Neuroprotection of Tanshinone IIA against Cerebral Ischemia/Reperfusion Injury through Inhibition of Macrophage Migration Inhibitory Factor in Rats

BACKGROUND: Ischemia/reperfusion (I/R) injury is associated with systemic inflammatory response. Macrophage migration inhibitory factor (MIF) has been implicated in many inflammatory processes. Tanshinone IIA (TSA) is one of the active ingredients in danshen, which derived from the dried root or rhizome of Salviae miltiorrhizae Bge. Recent studies have demonstrated that TSA has protective effects against focal cerebral I/R injury. However, little is known about the underlying mechanisms. Here we put forward the hypothesis that TSA acts through inhibition of MIF expression during focal cerebral I/R injury in rats.
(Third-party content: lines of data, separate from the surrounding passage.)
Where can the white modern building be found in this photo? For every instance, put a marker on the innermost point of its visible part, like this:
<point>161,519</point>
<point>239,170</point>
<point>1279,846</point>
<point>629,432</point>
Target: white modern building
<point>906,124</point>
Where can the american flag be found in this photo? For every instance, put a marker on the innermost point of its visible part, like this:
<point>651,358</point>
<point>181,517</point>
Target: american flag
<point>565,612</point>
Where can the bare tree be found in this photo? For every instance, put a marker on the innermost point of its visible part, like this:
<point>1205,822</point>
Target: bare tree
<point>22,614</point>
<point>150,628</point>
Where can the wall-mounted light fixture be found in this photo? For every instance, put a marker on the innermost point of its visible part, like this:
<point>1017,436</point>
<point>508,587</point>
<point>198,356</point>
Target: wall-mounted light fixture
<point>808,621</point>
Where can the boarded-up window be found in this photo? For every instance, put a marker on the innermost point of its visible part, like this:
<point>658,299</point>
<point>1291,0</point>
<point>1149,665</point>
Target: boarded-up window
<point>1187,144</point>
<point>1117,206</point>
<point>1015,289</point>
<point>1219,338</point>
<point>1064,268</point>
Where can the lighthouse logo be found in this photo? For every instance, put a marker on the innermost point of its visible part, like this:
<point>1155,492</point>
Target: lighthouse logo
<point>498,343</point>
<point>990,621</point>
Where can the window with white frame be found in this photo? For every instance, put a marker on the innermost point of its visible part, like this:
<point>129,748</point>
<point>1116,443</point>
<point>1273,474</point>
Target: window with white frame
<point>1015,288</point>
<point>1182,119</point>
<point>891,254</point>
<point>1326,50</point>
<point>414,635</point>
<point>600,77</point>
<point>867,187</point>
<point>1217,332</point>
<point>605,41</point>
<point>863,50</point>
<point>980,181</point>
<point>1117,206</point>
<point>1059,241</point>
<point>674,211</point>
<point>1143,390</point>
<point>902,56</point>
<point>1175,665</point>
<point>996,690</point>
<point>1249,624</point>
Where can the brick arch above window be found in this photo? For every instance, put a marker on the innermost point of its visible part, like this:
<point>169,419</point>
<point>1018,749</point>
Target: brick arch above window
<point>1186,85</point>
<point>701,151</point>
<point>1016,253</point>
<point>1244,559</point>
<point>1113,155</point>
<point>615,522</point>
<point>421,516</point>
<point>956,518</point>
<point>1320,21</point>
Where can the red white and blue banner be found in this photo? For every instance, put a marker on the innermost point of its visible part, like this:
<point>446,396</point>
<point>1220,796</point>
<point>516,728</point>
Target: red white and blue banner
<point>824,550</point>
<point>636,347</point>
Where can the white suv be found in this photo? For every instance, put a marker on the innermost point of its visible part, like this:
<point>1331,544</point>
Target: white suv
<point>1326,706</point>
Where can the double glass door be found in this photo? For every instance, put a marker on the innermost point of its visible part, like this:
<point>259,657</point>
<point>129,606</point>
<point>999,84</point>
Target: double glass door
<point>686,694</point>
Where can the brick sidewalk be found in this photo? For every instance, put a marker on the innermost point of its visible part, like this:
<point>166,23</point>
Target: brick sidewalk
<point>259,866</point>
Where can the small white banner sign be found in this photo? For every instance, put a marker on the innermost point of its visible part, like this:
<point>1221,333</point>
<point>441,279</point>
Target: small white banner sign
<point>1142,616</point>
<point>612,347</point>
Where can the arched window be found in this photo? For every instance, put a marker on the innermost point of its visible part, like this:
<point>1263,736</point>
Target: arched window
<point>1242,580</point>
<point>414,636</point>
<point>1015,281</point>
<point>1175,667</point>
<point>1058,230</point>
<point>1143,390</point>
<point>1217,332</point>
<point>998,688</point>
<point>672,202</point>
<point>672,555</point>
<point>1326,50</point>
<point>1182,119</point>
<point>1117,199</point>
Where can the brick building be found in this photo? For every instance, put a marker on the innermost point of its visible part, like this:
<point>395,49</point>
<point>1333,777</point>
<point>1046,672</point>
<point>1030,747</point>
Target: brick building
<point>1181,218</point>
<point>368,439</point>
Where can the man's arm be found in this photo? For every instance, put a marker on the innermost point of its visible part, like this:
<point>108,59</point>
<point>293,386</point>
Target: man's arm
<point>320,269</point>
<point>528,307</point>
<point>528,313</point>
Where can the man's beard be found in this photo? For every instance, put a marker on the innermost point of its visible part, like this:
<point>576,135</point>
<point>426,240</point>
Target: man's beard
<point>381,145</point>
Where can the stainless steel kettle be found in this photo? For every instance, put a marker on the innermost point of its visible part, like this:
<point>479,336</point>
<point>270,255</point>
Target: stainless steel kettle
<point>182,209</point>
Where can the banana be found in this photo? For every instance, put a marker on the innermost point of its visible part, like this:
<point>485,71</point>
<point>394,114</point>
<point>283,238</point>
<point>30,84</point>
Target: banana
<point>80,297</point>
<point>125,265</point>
METHODOLOGY/PRINCIPAL FINDINGS: Rats were subjected to middle cerebral artery occlusion (MCAO) for 2 hours. This was followed by reperfusion. We measured neurological deficits, brain water content, and infarct volume, and found that neurological dysfunction, brain edema, and brain infarction were significantly attenuated by TSA 6 hours after reperfusion. We also measured myeloperoxidase (MPO) activity at 6 and 24 hours, and found that neutrophil infiltration was significantly higher in the vehicle+I/R group than in the TSA+I/R group. ELISA demonstrated that TSA could inhibit MIF expression and the release of TNF-α and IL-6 induced by I/R injury. Western blot analysis and immunofluorescence staining showed that MIF expression was significantly lower in the TSA+I/R group than in the vehicle+I/R group. MIF was found almost all located in neurons and hardly any located in astrocytes in the cerebral cortex. Western blot analysis and EMSA demonstrated that NF-κB expression and activity were significantly increased in the vehicle+I/R group. However, these changes were attenuated by TSA. CONCLUSION/SIGNIFICANCE: Our results suggest that TSA helps alleviate the proinflammatory responses associated with I/R-induced injury and that this neuroprotective effect may occur through down-regulation of MIF expression in neurons.